Here is a small collection of functions that compute basic statistics on an array of real numbers:

nex> function mean(arr: Array[Real]): Real
     do
       result := 0.0
       across arr as x do
         result := result + x
       end
       result := result / arr.length.to_real
     end

nex> function variance(arr: Array[Real]): Real
     do
       let m := mean(arr)
       result := 0.0
       across arr as x do
         let diff := x - m
         result := result + diff * diff
       end
       result := result / arr.length.to_real
     end

nex> function std_dev(arr: Array[Real]): Real
     do
       result := variance(arr) ^ 0.5
     end

nex> let data := [2.0, 4.0, 4.0, 4.0, 5.0, 5.0, 7.0, 9.0]

nex> mean(data)
5.0

nex> variance(data)
4.0

nex> std_dev(data)
2.0

Each function does one thing. variance calls mean rather than recomputing it. std_dev calls variance. The final results are clean because this particular dataset was chosen to have integer-valued statistics — a useful trick when writing examples you want to verify by hand.

All three functions have the same implicit precondition: the array must not be empty. An empty array would cause arr.length.to_real to produce 0.0 in the denominator of mean, resulting in a division by zero. Noting this before writing the body — as the habit from Chapter 7 prescribes — would have identified the assumption immediately.

10.11 Summary

An array is an ordered sequence of values of the same type, written [v1, v2, v3]
Elements are accessed by zero-based index: arr.get(0) is the first element, arr.get(arr.length - 1) is the last
Accessing an out-of-bounds index raises an exception; the precondition for arr.get(i) is 0 <= i < arr.length
across arr as x do iterates over every element in order; the element type is inferred
add, add_at, remove, and put grow and shrink arrays
contains, index_of, slice, reverse, and sort are common query and transformation operations
Arrays are values: they can be passed to and returned from functions
Build arrays programmatically with an empty array and add inside a loop
Many array operations have preconditions — especially non-emptiness and valid index bounds — that callers are responsible for satisfying

10.12 Exercises

1. Write a function min_element(arr: Array[Integer]): Integer that returns the smallest element in a non-empty array. Test it with [3, 7, 1, 9, 4] (expected: 1) and [42] (expected: 42).

2. Write a function count_above(arr: Array[Integer], threshold: Integer): Integer that returns the number of elements strictly greater than threshold. Test it with [85, 92, 78, 95, 60] and threshold 80 (expected: 3).

3. Write a function running_totals(arr: Array[Integer]): Array[Integer] that returns a new array where each element is the sum of all elements up to and including that position. For example, running_totals([1, 2, 3, 4]) should return [1, 3, 6, 10].

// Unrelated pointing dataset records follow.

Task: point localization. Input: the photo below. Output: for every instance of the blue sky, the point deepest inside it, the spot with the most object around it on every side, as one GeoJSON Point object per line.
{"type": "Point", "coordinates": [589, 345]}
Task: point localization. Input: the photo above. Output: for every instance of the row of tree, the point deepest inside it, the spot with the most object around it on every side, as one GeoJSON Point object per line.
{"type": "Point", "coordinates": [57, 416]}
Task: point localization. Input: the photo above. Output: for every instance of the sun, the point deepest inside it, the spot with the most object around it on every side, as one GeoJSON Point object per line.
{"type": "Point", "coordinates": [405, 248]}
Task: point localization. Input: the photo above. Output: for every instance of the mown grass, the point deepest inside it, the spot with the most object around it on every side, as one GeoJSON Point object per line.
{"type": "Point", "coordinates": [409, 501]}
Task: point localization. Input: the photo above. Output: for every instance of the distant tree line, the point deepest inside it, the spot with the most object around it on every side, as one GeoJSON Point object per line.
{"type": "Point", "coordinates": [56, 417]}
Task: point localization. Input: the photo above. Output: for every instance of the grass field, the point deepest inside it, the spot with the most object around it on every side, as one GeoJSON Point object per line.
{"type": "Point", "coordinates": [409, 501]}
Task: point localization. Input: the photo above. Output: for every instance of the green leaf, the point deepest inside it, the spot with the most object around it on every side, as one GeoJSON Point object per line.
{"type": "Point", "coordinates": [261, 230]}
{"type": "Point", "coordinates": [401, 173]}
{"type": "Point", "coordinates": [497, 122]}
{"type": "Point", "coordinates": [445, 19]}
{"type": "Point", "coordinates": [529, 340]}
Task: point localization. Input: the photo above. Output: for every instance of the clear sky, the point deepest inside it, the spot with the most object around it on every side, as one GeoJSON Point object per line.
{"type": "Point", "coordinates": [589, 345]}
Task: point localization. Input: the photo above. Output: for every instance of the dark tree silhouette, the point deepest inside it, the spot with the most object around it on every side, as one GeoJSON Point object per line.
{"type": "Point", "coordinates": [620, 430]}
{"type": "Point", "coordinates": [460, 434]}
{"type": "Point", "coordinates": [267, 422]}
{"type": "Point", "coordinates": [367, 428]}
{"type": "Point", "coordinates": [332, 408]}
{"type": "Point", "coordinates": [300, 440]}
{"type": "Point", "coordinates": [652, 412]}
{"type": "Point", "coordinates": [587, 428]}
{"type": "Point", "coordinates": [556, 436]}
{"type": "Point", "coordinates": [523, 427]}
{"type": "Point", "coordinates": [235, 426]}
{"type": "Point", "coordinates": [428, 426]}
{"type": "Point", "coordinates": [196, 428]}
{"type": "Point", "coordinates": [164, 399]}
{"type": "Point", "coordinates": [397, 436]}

4. Write a function is_sorted(arr: Array[Integer]): Boolean that returns true if the array is sorted in non-decreasing order and false otherwise. An empty array and a single-element array are both considered sorted. Test it with [1, 2, 3, 4] (true), [1, 3, 2, 4] (false), and [] (true).

5.* Write a function merge(a, b: Array[Integer]): Array[Integer] that takes two arrays sorted in ascending order and returns a new array containing all elements of both, also in ascending order. For example, merge([1, 3, 5], [2, 4, 6]) should return [1, 2, 3, 4, 5, 6]. Use two index variables to walk through both arrays simultaneously, adding the smaller current element at each step with add, then adding any remaining elements from whichever array is not yet exhausted. This is one half of the merge sort algorithm.